Plumes soar to new heights on the beguiling Oh Orwell.
Just as calling a feather a “plume” is a more beautiful way to describe it, so too Plumes’ orchestral music is more lush and colourful than you’d imagine if it were just called pop. Through nine songs, Oh Orwell runs the gamut from Snowblink-esque tenderness to funky synth-pop and back again.
There is a seven-year gap between Veronica Charnley et al.’s debut self-titled LP and Oh Orwell; since then Charnley and Geof Holbrook have parted ways, so this is a bittersweet project at a minimum. Charnley is the principal songwriter and Holbrook was the arranger, so future recordings will probably not sound like this, but Oh Orwell has them firing on all cylinders. Charnely is as confidant painting metaphors about love as she is writing from the perspectives of other people (and animals, as we’ll see). Holbrook’s multi-instrumental talents shine throughout, with him playing keyboards, three different horns and more.
Not one song is similar to another; each new tune feels like you are pulling a new flavour from a bag of assorted jelly beans. “Golden Gourmande” is mint flavoured; the syllable “oh” in the song is sung with a group howl as Charnley gently sings about savouring a love that was almost lost. “Stray Dog de France” is one of those fancy Jelly Belly flavours with sweetness and a spicy aftertaste.

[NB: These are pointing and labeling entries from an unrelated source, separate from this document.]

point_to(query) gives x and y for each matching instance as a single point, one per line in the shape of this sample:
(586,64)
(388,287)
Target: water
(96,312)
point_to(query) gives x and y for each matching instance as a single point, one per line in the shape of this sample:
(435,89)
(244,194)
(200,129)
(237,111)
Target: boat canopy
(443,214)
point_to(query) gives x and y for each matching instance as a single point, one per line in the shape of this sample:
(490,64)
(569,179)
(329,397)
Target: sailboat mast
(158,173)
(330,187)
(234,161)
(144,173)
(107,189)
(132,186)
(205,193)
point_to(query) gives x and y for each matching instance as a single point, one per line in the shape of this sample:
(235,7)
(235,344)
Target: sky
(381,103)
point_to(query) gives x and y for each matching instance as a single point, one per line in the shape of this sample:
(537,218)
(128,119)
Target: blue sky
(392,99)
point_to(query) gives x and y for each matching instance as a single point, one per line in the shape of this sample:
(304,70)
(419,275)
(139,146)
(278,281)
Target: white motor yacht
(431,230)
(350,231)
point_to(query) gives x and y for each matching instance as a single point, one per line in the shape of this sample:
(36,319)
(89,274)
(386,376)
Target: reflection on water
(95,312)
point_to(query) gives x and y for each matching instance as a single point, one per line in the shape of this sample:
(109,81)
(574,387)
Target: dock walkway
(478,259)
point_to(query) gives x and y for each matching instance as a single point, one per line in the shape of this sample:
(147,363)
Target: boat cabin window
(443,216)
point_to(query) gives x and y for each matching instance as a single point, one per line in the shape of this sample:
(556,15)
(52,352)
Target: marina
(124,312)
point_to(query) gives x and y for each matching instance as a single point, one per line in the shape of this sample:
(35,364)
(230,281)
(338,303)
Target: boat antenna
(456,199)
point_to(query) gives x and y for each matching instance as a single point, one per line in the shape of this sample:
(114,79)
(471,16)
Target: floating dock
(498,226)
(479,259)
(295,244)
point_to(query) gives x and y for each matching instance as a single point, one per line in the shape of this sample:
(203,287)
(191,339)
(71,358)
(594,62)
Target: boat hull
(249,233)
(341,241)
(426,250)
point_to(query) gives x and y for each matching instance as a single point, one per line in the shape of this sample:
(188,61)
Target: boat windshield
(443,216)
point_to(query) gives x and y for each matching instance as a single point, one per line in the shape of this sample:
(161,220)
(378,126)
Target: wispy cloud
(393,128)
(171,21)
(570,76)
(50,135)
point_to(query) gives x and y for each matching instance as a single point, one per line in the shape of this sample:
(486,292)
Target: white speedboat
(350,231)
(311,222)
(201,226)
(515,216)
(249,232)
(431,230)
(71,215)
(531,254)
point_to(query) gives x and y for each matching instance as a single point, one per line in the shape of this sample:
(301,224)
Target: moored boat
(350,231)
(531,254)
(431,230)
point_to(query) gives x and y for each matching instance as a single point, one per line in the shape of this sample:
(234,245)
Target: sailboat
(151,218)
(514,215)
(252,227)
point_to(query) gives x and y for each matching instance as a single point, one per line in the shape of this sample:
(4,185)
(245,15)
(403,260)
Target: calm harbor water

The song jumps back and forth between slow/moody and quick/passionate unpredictably. “Love and Overlooking the Fire Hazard” is that one indescribably delicious flavour that you can only find a few times in the bag. It’s a fun, funky number about being happy in a relationship and living in a horrible piece-of-shit apartment.
Charnley’s biggest strength as a songwriter is the imagery she conjures. “Spawning Ground” paints vivid pictures of what a salmon sees as it returns to its mating ground, accompanied by gorgeous harp. “Winter Getaway” meets a bush pilot who’s been through some bleak circumstances. The lullaby atmosphere of “Seaweed” makes for a doubly thrilling song; Charnley’s vocals soar to breathtakingly high-register notes as she compares love to seaweed: “You can’t push it away.”
There are so many musical bursts of colour on Oh Orwell that not even a kaleidoscope could contain Plumes. See where the colours lead you.